Revised CRISPR method aimed at RNA editing and manipulation
Researchers from MIT, the Broad Institute, Harvard, the National Institutes of Health, Rutgers University, and Skolkovo Institute of Science and Technology have discovered a novel CRISPR system that targets RNA instead of DNA. This breakthrough could open a new avenue in cellular manipulation with substantial benefits over traditional DNA-editing methods.
The newly characterized CRISPR system, called C2c2, is an RNA-guided enzyme that can target and degrade RNA. Unlike DNA editing, which permanently alters the genome of a cell, the new approach allows for temporary changes that can be adjusted and fine-tuned more effectively than existing RNA interference techniques.

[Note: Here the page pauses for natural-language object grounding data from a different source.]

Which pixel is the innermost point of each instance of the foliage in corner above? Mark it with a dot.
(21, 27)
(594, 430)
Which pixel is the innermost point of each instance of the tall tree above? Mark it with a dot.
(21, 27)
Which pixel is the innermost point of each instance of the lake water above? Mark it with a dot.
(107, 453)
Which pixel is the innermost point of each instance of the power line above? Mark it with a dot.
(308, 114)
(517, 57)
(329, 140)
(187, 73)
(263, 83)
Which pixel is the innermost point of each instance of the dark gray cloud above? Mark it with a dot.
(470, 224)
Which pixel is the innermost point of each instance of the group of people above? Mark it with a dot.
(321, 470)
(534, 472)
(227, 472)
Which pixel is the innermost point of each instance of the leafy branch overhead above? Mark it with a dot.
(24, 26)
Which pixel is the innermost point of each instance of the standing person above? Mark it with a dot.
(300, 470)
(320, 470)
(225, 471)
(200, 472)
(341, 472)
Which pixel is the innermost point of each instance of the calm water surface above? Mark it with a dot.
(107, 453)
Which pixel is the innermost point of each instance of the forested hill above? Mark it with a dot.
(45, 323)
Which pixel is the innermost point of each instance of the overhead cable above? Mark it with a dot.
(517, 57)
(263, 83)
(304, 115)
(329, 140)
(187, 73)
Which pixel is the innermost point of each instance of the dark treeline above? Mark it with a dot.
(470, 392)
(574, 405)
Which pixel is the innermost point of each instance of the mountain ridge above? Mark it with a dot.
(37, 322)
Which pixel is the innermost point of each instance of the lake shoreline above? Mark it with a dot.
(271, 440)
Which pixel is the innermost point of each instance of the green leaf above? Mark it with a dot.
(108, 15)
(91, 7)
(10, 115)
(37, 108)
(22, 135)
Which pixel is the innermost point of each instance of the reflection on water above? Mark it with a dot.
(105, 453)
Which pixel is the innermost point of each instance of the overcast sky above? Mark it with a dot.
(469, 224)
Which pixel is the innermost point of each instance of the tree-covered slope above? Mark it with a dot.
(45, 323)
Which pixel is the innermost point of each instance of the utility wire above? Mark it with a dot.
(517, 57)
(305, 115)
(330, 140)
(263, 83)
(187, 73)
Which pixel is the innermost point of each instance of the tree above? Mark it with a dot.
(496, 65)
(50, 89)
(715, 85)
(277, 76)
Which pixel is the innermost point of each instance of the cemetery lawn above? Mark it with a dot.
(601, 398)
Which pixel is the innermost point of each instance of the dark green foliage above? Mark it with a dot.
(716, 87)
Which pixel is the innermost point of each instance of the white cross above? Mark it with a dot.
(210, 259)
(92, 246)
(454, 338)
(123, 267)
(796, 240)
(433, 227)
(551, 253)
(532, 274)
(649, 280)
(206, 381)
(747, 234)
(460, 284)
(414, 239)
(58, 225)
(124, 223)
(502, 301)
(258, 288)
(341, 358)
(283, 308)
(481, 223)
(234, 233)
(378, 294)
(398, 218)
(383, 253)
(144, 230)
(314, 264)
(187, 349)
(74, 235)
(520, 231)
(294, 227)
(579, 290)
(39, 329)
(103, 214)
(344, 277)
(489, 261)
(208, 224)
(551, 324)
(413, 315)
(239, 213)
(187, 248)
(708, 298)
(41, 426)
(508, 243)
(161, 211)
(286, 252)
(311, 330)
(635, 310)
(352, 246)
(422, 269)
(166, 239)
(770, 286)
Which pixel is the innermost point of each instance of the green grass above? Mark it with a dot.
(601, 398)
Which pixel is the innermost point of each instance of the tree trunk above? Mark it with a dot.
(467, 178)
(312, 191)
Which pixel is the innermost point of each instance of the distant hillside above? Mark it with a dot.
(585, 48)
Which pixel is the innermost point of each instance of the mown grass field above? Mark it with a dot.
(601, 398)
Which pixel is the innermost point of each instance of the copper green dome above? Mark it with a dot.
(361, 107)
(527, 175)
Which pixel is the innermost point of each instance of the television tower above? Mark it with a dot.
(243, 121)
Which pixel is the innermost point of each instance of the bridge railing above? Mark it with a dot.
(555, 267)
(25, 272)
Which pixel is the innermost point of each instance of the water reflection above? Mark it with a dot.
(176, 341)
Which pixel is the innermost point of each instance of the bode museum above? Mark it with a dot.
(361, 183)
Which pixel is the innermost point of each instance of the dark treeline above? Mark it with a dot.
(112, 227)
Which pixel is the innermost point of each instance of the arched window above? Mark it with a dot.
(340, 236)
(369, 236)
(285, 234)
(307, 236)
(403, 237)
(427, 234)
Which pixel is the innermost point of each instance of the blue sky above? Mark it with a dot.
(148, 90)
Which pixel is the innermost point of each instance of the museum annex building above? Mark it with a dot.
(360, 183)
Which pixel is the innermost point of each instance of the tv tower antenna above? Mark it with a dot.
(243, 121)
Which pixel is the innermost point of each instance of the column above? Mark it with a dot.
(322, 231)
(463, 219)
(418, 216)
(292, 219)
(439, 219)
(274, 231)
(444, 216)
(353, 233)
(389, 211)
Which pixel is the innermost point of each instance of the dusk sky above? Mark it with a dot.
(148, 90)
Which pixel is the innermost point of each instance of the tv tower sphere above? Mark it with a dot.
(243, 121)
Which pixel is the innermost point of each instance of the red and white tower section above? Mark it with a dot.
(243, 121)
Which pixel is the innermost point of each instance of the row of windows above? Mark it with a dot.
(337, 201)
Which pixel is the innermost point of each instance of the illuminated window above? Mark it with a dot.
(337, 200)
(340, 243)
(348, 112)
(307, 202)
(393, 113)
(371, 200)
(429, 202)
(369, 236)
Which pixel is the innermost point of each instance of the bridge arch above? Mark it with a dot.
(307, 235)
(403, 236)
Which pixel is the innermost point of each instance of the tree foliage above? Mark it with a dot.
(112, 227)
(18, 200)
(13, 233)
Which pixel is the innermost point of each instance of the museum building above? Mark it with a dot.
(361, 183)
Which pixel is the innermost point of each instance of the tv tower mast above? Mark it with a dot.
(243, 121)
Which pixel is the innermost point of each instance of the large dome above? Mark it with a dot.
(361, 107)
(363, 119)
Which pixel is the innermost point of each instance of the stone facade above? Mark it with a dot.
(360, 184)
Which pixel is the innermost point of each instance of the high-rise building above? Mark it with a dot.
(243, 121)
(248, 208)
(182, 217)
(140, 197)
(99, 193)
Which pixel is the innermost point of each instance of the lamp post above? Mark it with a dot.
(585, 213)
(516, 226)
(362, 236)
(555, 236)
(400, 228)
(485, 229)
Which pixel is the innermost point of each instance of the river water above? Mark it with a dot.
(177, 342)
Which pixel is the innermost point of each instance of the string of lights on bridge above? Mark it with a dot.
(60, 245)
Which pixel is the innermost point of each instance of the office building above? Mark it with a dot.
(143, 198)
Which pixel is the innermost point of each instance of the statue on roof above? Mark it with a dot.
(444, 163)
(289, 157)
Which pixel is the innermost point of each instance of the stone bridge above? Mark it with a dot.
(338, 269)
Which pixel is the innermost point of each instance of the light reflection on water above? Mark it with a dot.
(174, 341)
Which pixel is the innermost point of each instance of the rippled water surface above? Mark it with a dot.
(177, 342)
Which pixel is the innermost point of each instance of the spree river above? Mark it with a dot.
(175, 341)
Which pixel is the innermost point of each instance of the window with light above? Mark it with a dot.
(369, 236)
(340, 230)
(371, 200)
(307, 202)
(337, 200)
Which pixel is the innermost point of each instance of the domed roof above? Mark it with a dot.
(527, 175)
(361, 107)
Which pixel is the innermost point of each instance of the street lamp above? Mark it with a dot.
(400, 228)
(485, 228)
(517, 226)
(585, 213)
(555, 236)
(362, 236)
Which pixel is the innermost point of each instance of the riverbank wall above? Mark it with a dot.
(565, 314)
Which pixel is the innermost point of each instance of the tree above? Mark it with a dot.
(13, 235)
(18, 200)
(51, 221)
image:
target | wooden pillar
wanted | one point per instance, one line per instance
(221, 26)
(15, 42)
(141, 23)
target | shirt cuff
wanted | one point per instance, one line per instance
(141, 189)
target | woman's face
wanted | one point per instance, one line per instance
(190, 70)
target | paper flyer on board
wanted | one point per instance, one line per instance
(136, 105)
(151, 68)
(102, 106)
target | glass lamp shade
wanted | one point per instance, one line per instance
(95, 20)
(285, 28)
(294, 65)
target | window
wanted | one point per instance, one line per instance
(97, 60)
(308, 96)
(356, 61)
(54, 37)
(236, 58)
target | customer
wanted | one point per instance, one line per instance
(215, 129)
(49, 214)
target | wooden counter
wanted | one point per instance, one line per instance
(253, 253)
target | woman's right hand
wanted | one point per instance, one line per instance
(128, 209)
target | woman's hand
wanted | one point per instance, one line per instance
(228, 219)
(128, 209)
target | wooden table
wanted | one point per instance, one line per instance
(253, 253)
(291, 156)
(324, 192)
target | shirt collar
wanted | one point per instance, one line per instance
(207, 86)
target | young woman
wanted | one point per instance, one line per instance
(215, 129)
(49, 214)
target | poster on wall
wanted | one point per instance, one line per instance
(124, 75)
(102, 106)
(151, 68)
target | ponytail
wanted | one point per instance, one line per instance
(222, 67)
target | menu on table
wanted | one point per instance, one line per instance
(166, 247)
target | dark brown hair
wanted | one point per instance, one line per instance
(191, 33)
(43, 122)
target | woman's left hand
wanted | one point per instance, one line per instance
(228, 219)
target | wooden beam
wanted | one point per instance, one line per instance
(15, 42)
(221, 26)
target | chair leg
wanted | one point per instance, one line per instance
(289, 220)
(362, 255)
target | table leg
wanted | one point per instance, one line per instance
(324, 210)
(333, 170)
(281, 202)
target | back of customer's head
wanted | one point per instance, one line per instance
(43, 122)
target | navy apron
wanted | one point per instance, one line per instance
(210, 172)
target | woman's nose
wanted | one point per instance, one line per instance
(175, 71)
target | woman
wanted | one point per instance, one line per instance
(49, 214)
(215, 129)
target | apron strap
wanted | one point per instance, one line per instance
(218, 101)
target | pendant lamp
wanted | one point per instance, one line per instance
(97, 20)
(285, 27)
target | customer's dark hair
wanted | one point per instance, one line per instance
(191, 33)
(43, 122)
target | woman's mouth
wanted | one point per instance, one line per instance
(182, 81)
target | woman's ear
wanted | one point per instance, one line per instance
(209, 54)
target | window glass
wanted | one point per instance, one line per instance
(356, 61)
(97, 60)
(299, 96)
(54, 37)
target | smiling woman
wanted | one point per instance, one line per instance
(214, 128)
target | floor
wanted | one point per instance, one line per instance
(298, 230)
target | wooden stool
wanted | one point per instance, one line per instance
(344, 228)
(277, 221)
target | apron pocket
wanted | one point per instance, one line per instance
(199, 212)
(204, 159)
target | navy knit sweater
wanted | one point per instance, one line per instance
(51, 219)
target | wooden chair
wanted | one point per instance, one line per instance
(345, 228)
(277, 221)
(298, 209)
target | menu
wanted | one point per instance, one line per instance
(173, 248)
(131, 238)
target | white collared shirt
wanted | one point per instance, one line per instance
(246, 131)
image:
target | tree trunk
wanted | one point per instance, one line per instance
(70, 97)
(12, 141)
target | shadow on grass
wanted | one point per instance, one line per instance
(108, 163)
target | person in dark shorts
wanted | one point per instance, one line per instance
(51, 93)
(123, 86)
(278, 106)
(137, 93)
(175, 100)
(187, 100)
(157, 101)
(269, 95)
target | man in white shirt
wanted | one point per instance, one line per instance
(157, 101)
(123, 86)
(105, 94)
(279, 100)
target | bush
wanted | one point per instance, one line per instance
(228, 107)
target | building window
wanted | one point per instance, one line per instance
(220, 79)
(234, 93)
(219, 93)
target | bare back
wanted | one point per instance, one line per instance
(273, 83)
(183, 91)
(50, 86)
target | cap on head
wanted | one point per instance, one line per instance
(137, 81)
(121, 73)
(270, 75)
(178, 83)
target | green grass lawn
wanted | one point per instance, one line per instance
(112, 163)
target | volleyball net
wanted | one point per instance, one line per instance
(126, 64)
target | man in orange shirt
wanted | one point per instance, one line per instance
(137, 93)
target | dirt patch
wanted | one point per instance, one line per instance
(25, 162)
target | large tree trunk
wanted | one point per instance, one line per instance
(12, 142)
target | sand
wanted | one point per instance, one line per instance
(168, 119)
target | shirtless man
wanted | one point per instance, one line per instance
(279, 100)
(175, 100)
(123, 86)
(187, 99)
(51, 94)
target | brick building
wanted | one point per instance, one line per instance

The findings were published in Science today, with Feng Zhang and associates from the Broad Institute and the McGovern Institute for Brain Research at MIT, as well as co-authors from the NIH, Rutgers University, and Skoltech, leading the study.
The potential applications of RNA-targeting CRISPR systems are vast. They could revolutionize antiviral therapeutics by directly targeting viral RNA genomes or intermediates in viruses with both RNA and DNA genomes. Additionally, these systems could enable programmable RNA editing for therapeutic purposes, improve molecular diagnostics, and serve as crucial research tools for studying and manipulating RNA molecules in cells without permanent genome alteration.
The advantages of RNA-targeting CRISPR systems include transient regulation without DNA alteration, reduced risk of genomic off-target effects, broader range against RNA viruses, rapid adaptability, and clinical feasibility. These features make RNA-targeting CRISPR systems a safer and potentially more effective alternative or complement to DNA editing technologies.
In summary, the newly discovered CRISPR system holds great promise for diverse applications in antiviral therapy, RNA therapeutics, diagnostics, and gene regulation. Its advantages in specificity, reversibility, and clinical readiness make it an exciting development in the field of genetic engineering.
- The newly discovered CRISPR system, named C2c2, offers a novel approach in health-and-wellness, as it can temporarily change cells without altering their genome, unlike traditional DNA-editing methods.
- This RNA-guided enzyme, a breakthrough in science technology, presents significant benefits over existing RNA interference techniques, paving the way for better therapies-and-treatments.
- The potential applications of RNA-targeting CRISPR systems are extensive, including revolutionizing antiviral therapeutics and enabling programmable RNA editing for therapeutic purposes.
- The findings regarding the new CRISPR system have been published in a report titled "C2c2: A versatile RNA-targeting CRISPR system" in the journal Science.